Right now, there’s also a kind of background grief that is rarely given a name. It’s not just about losing a person, but also about losing a sense of stability, or a certain image of the future. We feel it, but don’t always have a place to put it. And when grief has nowhere to go, it tends to come out in other ways—anxiety, hostility, numbness.
At the same time, the broader culture pushes us toward certainty. In politics and media, there’s often a mandate to have strong, clear opinions about everything. Admitting complexity or uncertainty can feel like weakness. That pressure seeps into everyday life. We feel like we’re supposed to know, to be sure, even when we’re not.
Then there’s the role of social media and AI. These tools can be helpful, but they also make things harder in some ways, because they flood us with information, much of it urgent or alarming. Over time, that can distort how the world feels.

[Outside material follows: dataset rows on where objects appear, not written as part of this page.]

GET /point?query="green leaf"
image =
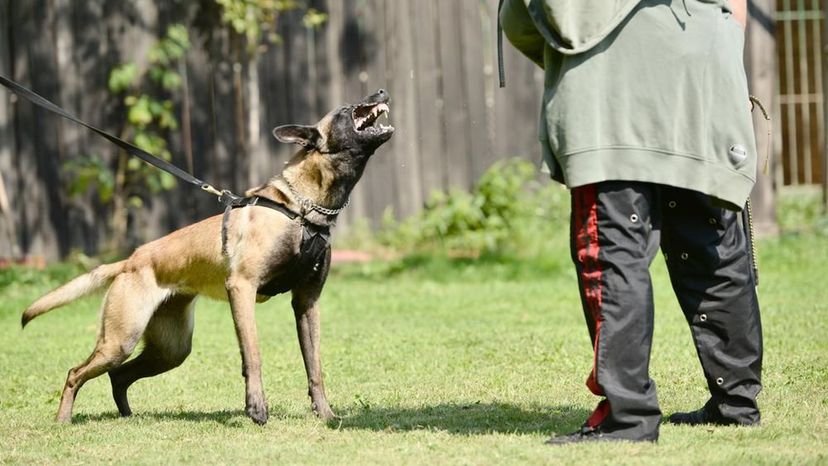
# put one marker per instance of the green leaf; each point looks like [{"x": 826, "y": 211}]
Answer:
[
  {"x": 139, "y": 114},
  {"x": 123, "y": 77}
]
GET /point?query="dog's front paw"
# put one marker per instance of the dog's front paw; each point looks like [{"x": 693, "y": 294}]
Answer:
[
  {"x": 257, "y": 411},
  {"x": 323, "y": 411}
]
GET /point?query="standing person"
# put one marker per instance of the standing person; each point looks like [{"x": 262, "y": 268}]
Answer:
[{"x": 646, "y": 118}]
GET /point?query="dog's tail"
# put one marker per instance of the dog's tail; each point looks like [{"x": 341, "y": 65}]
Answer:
[{"x": 76, "y": 288}]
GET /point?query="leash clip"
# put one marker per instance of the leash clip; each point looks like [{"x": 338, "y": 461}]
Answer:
[{"x": 227, "y": 198}]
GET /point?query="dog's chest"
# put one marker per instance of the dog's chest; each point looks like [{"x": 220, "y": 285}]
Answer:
[{"x": 302, "y": 267}]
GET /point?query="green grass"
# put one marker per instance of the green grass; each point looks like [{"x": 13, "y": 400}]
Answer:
[{"x": 427, "y": 362}]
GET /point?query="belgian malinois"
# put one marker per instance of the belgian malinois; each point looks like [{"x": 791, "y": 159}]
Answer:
[{"x": 231, "y": 257}]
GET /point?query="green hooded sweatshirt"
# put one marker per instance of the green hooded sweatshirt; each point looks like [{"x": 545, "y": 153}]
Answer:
[{"x": 641, "y": 90}]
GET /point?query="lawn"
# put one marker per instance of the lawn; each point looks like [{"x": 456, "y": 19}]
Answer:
[{"x": 427, "y": 362}]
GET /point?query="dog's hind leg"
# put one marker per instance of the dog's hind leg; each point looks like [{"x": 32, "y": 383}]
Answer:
[
  {"x": 167, "y": 343},
  {"x": 127, "y": 308}
]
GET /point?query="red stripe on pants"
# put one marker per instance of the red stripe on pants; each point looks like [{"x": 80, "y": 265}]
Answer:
[{"x": 587, "y": 248}]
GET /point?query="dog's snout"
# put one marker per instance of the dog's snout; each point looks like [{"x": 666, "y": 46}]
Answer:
[{"x": 381, "y": 96}]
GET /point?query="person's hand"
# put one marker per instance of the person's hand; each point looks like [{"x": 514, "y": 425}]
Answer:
[{"x": 739, "y": 8}]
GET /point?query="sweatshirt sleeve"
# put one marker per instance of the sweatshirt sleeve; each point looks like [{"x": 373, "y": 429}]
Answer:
[{"x": 521, "y": 31}]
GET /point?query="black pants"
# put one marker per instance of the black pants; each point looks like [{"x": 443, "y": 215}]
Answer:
[{"x": 617, "y": 228}]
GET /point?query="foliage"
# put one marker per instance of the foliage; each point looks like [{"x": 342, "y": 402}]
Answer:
[
  {"x": 507, "y": 212},
  {"x": 254, "y": 19}
]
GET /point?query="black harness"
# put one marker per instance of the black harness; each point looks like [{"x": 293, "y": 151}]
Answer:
[
  {"x": 316, "y": 242},
  {"x": 315, "y": 238}
]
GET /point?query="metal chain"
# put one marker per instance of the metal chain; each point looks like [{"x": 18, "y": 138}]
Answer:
[{"x": 308, "y": 204}]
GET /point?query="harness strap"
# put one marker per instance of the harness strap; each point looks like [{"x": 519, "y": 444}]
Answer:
[{"x": 316, "y": 240}]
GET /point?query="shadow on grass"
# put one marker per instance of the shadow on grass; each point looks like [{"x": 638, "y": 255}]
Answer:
[
  {"x": 462, "y": 419},
  {"x": 228, "y": 417},
  {"x": 466, "y": 419}
]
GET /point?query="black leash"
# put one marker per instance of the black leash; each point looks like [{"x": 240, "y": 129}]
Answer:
[
  {"x": 315, "y": 238},
  {"x": 40, "y": 101},
  {"x": 501, "y": 71}
]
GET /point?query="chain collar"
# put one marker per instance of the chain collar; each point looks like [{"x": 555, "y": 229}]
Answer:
[{"x": 308, "y": 204}]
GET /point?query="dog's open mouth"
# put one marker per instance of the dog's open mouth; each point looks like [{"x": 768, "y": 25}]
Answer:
[{"x": 365, "y": 115}]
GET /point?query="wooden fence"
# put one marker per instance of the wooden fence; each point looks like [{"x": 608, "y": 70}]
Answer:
[{"x": 436, "y": 58}]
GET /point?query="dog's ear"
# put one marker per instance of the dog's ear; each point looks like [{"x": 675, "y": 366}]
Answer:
[{"x": 307, "y": 136}]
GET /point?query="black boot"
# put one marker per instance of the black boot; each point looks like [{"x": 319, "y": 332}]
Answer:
[{"x": 707, "y": 414}]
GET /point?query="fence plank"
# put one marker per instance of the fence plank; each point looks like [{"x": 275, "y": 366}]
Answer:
[{"x": 8, "y": 176}]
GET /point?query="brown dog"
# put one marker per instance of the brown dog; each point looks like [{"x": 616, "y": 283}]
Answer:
[{"x": 263, "y": 247}]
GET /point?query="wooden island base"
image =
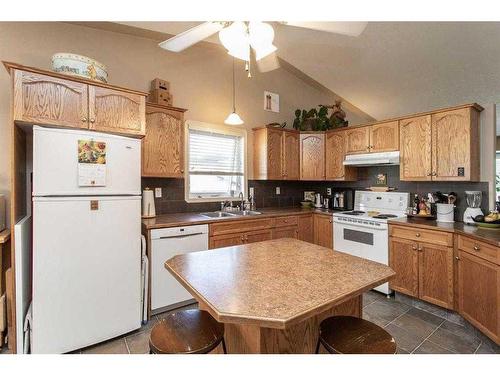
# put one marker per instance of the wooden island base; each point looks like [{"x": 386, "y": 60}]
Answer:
[{"x": 300, "y": 338}]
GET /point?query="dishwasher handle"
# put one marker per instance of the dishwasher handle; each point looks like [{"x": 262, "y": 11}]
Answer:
[{"x": 179, "y": 236}]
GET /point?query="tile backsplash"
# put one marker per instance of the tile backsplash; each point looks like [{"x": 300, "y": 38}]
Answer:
[{"x": 292, "y": 192}]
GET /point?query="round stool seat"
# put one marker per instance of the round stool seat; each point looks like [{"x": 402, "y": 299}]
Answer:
[
  {"x": 186, "y": 332},
  {"x": 351, "y": 335}
]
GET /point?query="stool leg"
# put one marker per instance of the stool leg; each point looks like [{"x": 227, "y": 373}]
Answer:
[{"x": 317, "y": 347}]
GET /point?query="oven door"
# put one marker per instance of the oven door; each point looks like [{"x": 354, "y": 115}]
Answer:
[{"x": 364, "y": 242}]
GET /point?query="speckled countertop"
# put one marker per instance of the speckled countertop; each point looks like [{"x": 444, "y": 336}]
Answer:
[
  {"x": 491, "y": 236},
  {"x": 191, "y": 218},
  {"x": 274, "y": 283}
]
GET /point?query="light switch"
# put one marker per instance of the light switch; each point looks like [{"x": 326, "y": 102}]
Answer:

It can seem like everything is happening all at once, all the time: Polycrisis.
When you’re taking in that much input, it’s easy to start feeling like you’re heading toward something catastrophic. And that feeling is understandable. When enough things seem unstable, the mind tries to connect the dots and imagine where it leads. Often, it lands on some version of collapse.
But that sense of an inevitable cataclysm isn’t the same as a clear prediction. It might be more like the nervous system trying to make sense of ongoing stress. It prefers a definite outcome—even a bad one—over open-ended uncertainty.

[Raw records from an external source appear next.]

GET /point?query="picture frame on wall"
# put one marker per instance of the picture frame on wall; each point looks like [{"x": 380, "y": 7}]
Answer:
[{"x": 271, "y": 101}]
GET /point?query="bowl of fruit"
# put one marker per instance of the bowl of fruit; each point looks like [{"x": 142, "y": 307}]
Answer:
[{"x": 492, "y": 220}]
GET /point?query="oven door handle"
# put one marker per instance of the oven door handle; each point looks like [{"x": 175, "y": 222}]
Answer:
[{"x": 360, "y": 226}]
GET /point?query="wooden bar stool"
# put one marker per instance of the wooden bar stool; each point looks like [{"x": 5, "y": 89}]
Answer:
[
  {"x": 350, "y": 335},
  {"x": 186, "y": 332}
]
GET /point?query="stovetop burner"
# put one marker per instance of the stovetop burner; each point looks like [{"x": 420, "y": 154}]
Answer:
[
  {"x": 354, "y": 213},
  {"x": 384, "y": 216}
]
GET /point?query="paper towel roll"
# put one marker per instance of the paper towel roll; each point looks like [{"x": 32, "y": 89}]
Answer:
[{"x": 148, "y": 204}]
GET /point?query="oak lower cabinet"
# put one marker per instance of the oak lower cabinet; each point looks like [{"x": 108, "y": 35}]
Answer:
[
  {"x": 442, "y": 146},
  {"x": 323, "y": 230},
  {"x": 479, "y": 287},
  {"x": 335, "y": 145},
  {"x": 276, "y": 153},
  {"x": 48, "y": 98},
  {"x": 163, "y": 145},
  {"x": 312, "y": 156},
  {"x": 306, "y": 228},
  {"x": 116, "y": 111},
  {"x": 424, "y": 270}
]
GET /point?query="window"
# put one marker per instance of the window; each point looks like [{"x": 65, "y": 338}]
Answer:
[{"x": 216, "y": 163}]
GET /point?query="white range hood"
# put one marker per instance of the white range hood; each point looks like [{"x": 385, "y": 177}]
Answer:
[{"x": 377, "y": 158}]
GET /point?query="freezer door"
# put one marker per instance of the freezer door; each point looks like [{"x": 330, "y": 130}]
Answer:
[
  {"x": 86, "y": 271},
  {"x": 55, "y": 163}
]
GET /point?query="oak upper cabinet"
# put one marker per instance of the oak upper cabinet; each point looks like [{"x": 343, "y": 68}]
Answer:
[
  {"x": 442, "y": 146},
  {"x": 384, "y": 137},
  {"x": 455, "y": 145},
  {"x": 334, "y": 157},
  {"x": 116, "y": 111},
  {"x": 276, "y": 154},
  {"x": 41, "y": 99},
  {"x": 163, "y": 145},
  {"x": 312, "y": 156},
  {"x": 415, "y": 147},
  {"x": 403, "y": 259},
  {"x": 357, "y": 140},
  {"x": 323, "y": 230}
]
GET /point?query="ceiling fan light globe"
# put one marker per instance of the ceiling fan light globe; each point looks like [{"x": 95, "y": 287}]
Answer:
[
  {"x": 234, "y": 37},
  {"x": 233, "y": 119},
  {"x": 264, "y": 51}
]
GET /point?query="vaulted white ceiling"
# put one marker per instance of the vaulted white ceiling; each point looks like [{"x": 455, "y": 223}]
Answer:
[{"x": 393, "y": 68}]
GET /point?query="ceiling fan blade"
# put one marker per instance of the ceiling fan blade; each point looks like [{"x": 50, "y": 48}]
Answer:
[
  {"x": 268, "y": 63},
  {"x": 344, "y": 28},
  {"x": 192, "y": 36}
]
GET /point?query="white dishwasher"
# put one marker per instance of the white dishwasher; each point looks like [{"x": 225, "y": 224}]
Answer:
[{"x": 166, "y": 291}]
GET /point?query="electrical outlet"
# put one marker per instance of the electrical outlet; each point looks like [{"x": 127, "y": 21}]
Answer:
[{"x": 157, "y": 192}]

There’s also grief in that feeling. Not just fear of what might happen, but a sense that something we relied on is already slipping: the assumption that things are basically stable. When that rapidly degrades, the future can start to feel like a looming question mark.

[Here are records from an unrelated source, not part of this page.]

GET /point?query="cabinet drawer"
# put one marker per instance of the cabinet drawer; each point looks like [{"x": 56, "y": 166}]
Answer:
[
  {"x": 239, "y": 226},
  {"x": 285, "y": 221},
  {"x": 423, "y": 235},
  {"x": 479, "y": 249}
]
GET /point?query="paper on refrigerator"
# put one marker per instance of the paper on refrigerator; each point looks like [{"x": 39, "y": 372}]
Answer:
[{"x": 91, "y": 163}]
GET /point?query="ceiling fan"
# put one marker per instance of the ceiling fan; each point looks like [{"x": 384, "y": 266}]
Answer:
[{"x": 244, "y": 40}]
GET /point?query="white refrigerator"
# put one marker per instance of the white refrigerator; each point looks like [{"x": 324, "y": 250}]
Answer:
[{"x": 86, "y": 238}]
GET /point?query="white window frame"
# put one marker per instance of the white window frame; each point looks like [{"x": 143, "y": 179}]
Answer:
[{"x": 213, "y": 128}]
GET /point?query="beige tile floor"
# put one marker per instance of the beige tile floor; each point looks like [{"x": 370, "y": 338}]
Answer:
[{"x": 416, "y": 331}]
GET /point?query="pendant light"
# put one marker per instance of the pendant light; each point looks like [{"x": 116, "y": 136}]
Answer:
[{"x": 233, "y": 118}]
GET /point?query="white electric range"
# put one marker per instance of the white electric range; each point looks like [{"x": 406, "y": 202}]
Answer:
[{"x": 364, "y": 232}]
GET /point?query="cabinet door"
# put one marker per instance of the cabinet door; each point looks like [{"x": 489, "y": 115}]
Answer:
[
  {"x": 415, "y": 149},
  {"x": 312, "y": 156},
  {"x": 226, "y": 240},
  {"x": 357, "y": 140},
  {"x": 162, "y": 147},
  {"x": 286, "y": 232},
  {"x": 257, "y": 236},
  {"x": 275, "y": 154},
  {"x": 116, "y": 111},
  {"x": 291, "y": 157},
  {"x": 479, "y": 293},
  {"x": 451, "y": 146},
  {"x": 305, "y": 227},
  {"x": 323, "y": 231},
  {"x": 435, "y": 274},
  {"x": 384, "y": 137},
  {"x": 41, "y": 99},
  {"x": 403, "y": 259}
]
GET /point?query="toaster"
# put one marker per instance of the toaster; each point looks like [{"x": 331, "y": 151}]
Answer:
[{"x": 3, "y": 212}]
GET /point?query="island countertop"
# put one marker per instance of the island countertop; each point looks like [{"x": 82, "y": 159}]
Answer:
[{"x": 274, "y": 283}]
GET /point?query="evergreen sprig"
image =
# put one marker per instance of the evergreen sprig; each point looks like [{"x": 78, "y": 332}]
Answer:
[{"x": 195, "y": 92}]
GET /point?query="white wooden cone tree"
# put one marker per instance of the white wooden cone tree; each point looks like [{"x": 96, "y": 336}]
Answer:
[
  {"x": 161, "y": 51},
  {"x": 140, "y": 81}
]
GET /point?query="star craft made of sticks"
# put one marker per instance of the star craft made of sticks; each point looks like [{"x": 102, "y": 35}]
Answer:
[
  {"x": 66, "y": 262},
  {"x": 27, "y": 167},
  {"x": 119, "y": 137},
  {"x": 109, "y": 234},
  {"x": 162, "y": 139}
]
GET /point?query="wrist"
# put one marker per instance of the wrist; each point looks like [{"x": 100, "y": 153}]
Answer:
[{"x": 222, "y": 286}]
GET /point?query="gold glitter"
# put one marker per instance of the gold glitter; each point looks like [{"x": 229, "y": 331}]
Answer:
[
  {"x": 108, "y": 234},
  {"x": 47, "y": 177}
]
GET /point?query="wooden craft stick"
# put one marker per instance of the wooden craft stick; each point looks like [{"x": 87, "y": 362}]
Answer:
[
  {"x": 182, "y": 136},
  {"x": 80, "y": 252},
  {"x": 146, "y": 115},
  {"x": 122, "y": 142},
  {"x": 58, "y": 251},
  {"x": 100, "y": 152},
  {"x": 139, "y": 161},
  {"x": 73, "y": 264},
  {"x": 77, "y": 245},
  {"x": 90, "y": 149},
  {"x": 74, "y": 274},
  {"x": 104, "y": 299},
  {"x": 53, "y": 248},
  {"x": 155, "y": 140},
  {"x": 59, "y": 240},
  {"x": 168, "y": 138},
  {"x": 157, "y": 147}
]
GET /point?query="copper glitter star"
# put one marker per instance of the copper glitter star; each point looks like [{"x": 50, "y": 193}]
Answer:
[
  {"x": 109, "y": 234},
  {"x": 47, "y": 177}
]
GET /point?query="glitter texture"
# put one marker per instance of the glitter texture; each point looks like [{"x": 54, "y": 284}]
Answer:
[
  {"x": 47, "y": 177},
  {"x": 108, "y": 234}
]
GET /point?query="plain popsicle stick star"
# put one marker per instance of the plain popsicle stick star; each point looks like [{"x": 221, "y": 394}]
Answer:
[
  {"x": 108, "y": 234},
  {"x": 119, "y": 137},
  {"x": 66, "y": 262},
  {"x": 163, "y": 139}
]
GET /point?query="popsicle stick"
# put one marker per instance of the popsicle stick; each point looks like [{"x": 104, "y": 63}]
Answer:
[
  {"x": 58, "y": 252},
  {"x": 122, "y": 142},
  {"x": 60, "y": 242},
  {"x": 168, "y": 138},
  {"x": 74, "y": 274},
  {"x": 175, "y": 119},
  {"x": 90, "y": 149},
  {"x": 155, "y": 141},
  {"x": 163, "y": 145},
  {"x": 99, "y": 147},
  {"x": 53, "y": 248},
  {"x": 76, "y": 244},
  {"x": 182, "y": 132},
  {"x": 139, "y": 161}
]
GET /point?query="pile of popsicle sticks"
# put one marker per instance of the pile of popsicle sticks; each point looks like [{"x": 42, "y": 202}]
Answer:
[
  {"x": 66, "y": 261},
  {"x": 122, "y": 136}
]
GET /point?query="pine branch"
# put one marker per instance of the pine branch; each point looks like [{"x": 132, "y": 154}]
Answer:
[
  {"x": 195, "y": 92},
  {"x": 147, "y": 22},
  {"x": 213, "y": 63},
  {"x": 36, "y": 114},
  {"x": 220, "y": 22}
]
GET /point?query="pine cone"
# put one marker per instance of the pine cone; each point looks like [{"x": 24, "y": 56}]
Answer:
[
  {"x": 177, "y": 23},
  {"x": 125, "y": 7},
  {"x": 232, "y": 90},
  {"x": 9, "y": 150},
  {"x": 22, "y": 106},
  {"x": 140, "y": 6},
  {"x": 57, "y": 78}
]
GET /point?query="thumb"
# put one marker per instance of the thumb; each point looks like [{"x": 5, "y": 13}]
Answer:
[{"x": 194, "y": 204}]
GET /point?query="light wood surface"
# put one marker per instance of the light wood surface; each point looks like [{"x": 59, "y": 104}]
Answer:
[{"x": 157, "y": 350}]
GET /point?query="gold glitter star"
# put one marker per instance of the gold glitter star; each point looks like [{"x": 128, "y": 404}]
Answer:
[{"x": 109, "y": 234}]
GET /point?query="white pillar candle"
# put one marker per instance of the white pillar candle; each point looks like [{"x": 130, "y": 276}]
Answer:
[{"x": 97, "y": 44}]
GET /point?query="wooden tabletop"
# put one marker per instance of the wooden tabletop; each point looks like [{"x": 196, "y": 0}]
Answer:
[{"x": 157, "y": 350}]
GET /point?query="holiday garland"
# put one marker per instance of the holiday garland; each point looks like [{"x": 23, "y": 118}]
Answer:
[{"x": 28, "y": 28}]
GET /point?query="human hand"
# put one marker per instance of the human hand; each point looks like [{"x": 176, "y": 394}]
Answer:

At the same time, it’s important not to treat that feeling as a certainty. History doesn’t usually move in one clean collapse. It tends to be uneven—periods of stress, adaptation, change. That doesn’t mean things are fine, but it does mean the future is likely to be more complicated than a single breaking point.
Another layer to all this is something more personal. There are moments when our usual defenses drop. The ways we keep things manageable—staying busy, focusing on what’s in front of us, not thinking too far ahead—don’t always cohere. And when they fall away, even briefly, we can see things more brightly like when a veil is lifted.
That can feel like clarity, but it can also feel overwhelming. You become more aware of uncertainty, and just how fragile and contingent things are.
Those moments matter, but they’re not meant to be permanent. We’re not built to live in that degree of exposure all the time. We need some kind of filtering to function. The goal isn’t to stay in that raw state, and it’s not to avoid it completely either. It’s to take something from it and then return to a more workable place, where we can try to integrate what we’ve seen.
We cannot solve everything or predict the future. That’s too big, and it usually leads to feeling frozen in place. Instead, it helps to focus on what’s actually within reach.
That includes basic things that are easy to overlook. Keeping a routine. Taking care of your body. Staying connected to people you trust. Limiting how much information you take in, especially when it’s constant and overwhelming. Spending time in nature. Listening to music. Making art. Reading poetry.
It also means creating space for grief, even if it’s not fully defined. Letting yourself acknowledge that something feels lost or uncertain, without rushing to fix it.
And it means getting more comfortable with not knowing. Letting your views be flexible and open instead of fixed and closed. Accepting that some questions don’t have clear answers.
Easier said than done.
None of this removes the larger uncertainty. But it changes how we live within it.
We are heading into a period of rapid change. That much seems true. But that doesn’t mean everything is about to collapse, and it doesn’t mean life loses its meaning in the meantime.
What matters is how we stay grounded while things are erratic. How we stay connected to each other. How we keep going in a way that’s honest about overwhelm and opportunity.
That’s not a final answer. But it’s a way to live in the middle of our current situation, which feels far from basically fine.